In a statement released today, the Minister said “Ireland’s vaccination programme is the most important public health programme in living memory.

“It is essential that the programme is run in accordance with the agreed prioritisation in order to maximise the benefit of the vaccination programme and the speed with which Ireland can emerge from Covid-19 measures.

“The provision of vaccines by the Beacon Hospital to a school was entirely inappropriate and completely unacceptable.”


He said he considered the matter carefully and had worked with the HSE to assess the operational implications of suspending the vaccination programme at the Beacon Hospital.

He added “I have now asked the HSE to suspend vaccine operations at the Beacon Hospital with the exception of those people who have already been scheduled to get their vaccine at the centre. Alternative arrangements are being put in place by the HSE.

“In addition, I have asked the HSE to appoint a senior official to immediately examine what happened and make recommendations regarding any actions or changes required.”

It comes as medically vulnerable people are calling on the Beacon Hospital to acknowledge the harm it has caused by giving spare Covid vaccines to teachers.


CEO of the hospital, Michael Cullen, apologised yesterday for the incident surrounding the spare vaccines.

The jab is currently being rolled out to those in cohort 4 — school staff are part of cohort 11 in the programme.

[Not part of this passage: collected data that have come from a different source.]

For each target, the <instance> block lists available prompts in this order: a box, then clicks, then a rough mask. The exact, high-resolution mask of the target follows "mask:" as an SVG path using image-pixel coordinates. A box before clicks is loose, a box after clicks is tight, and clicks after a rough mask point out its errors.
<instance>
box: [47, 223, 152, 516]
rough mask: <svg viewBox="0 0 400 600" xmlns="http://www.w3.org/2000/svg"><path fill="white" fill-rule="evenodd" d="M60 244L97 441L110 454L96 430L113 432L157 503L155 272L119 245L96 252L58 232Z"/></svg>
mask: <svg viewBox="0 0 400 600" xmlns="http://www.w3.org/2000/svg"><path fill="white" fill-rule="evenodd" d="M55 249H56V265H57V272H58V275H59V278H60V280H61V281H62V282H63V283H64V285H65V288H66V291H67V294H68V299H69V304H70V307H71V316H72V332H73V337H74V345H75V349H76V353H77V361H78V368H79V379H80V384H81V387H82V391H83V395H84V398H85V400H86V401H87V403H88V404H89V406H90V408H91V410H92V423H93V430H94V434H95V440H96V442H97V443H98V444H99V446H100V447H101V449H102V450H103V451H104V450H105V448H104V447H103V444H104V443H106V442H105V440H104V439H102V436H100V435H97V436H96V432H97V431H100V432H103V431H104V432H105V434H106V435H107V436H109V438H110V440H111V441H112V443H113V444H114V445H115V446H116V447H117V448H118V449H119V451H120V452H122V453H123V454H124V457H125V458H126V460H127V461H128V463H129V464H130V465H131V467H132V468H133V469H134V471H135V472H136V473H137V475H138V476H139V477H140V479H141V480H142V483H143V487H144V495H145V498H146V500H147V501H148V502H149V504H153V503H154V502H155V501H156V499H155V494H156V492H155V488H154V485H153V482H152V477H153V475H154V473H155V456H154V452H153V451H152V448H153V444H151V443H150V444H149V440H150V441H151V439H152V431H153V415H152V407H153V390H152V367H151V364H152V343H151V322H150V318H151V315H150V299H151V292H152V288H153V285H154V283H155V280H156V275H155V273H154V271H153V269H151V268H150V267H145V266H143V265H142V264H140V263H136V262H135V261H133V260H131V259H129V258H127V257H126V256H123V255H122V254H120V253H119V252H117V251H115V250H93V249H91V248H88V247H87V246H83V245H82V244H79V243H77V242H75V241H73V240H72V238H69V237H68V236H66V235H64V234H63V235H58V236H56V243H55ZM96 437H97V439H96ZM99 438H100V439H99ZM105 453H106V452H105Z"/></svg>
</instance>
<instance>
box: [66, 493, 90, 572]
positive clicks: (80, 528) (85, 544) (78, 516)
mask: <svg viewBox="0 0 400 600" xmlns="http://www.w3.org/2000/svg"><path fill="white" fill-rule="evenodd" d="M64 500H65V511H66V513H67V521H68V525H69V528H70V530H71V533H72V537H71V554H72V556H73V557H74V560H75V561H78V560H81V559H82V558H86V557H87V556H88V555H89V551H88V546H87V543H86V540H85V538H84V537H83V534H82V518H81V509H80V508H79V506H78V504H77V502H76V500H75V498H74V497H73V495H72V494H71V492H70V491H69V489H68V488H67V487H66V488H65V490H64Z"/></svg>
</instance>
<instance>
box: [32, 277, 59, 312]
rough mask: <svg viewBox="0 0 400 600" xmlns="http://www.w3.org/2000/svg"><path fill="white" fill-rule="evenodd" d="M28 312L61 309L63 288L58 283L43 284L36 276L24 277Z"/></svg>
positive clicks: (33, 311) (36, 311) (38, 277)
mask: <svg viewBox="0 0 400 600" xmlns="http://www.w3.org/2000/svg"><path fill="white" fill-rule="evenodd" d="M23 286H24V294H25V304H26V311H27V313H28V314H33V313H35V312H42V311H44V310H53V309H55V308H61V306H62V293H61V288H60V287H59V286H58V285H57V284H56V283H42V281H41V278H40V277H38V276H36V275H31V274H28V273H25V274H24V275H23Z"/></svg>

Philip Watt, chairperson of the Irish Donor Network and CEO of Cystic Fibrosis Ireland, says the incident is extremely disappointing.


Mr Watt told Newstalk: “Many in our community, the cystic fibrosis community, have been cocooning and staying at home for the past year. Many people have lost their jobs because of Covid-19, so it is really raw in terms of the issue of the principles of the vaccination programme.”


Following the controversy, a HSE spokesman said a senior official would work with the Beacon to ensure that on a day-to-day basis the standards set out by the HSE for the operation of the vaccination programme are maintained.

Separately, the Minister for Health Stephen Donnelly told RTÉ’s Six One that the hospital’s vaccination of private school staff was “completely unacceptable” but said preventing it from issuing further vaccines would be “counterproductive”.

The boss of AstraZeneca says Ireland can expect a “large volume” of vaccines in the coming weeks.

In an interview with The Irish Times, the new country president Dan Wygal says the firm's overcoming some manufacturing problems it has encountered.


827,000 AstraZeneca doses were expected in the first quarter based on advance purchase agreements, but just 228,000 have arrived.

Mr Wygal declined to apologise but said he feels “highly accountable” to do all he can to improve the situation.

Mr Wygal, who started as the firm's Irish president three weeks ago, said “in the coming weeks we’ll have some of the largest shipments yet sent into Ireland”.

The largest shipment so far, 100,000 doses, will arrive in Ireland next week.

“I’m not in a position to quote on absolute numbers. In the coming weeks, we’ll have some of the largest shipments yet sent into Ireland. That speaks to us driving towards that commitment of stabilising and increasing supply in the coming weeks and months,” said Mr Wygal.